Beaucoup de cas internationaux démontrent qu’un manque de sécurité est présent sur les campus universitaires, en particulier pour les jeunes étudiantes. Pour tenter de protéger davantage les jeunes filles, une université de Pékin a décidé d’installer un nouveau concept: deux systèmes de reconnaissance faciale ont été mis en place à l’entrée des dortoirs pour les filles depuis le mois de mai 2017. En présentant leurs visages devant le capteur de reconnaissance faciale, les jeunes femmes pourront entrer sereinement dans leurs dortoirs attitrés. Grâce à ce nouveau système de sécurité, aucun intrus ne pourront suivre les jeunes filles jusqu’à leur chambre. Cette nouvelle méthode pourrait ainsi réduire le nombre de viols. En présence d’un visage inconnu, l’accès à la chambre est bloqué et le système alerte immédiatement les agents chargés de la sécurité du campus.

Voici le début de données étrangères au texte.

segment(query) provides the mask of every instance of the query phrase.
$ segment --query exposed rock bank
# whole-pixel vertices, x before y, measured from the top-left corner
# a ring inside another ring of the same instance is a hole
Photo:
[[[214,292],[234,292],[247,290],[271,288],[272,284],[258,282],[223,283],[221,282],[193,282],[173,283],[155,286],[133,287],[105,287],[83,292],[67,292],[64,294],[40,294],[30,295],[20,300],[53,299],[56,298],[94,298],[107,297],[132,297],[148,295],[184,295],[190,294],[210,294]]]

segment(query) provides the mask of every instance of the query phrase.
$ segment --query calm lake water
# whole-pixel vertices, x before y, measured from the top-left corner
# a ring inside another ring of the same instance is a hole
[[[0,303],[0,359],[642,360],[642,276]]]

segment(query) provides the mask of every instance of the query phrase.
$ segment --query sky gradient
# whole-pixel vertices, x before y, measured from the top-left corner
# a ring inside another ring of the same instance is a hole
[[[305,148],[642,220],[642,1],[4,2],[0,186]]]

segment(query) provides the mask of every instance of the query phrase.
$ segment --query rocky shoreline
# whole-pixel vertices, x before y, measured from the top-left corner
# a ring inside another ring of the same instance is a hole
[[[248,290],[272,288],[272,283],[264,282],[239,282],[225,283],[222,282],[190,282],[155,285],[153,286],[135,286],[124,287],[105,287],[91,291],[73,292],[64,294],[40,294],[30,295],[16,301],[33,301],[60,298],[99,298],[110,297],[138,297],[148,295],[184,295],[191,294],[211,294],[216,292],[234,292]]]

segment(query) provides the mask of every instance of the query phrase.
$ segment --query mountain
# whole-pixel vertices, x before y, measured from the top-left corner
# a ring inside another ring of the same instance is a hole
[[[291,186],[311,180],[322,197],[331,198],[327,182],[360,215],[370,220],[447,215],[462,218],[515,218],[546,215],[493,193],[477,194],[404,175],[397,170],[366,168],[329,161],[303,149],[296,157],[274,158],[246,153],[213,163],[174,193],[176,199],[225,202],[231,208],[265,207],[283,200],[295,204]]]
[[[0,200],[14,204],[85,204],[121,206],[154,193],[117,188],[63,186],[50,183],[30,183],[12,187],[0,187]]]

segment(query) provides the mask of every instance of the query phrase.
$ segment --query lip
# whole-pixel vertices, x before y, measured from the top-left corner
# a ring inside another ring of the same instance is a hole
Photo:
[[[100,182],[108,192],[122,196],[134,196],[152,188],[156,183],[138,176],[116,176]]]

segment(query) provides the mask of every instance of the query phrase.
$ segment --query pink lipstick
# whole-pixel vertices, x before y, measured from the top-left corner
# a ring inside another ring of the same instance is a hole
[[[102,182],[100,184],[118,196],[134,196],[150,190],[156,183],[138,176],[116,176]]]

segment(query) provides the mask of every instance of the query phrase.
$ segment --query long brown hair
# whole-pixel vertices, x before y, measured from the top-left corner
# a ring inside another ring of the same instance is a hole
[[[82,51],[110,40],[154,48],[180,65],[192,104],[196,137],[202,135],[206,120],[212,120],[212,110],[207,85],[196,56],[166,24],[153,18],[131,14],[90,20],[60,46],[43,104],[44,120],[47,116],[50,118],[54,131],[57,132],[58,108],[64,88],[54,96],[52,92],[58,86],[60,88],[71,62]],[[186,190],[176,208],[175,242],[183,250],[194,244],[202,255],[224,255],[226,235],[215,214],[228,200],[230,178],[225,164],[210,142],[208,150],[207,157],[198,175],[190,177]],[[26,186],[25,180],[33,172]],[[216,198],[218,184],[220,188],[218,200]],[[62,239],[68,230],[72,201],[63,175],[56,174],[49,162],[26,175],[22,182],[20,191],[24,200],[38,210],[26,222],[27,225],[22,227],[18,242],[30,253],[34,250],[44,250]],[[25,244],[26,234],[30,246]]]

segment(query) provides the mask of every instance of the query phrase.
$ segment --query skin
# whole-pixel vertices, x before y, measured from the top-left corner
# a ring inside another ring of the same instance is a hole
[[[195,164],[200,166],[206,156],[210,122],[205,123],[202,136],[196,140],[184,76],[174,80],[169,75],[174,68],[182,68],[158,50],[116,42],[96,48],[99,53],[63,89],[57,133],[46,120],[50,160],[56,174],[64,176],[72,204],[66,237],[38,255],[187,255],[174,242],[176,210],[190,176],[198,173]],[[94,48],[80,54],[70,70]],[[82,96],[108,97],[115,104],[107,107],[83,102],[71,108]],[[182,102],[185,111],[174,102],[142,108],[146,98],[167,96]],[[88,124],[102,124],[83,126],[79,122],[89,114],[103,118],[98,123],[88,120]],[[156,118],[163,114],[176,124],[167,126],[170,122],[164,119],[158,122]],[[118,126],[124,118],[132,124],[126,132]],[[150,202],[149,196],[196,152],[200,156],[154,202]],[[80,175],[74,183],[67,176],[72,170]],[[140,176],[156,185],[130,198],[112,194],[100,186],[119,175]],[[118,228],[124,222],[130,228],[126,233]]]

Une reconnaissance faciale “efficace”

Un système qui semble efficace puisque le taux de reconnaissance s’élève à 97%. Le seul défaut de cette nouvelle technologie est que le système est un peu long selon certaines étudiantes. Parfois, il faut deux à trois passages avant que le système de reconnaissance faciale détecte bien le visage. Malgré cet inconvénient, ce système reste dans l’ensemble un énorme succès, l’université est si satisfaite qu’elle compte en rajouter dans les autres dortoirs. De plus ce système permet à l’université de suivre à les étudiantes, si une élève manque à l’appel plus de vingt-quatre heures, le système en informe directement le directeur.

Barrage aux petits amis

Certaines étudiantes sont par contre déçue car elle considère que cette reconnaissance faciale est un rempart aux petits amis. En effet, même si l’étudiante autorise l’accès à sa chambre à une personne qu’elle connaît, le système de sécurité refusera automatiquement l’accès à la personne qui l’accompagne.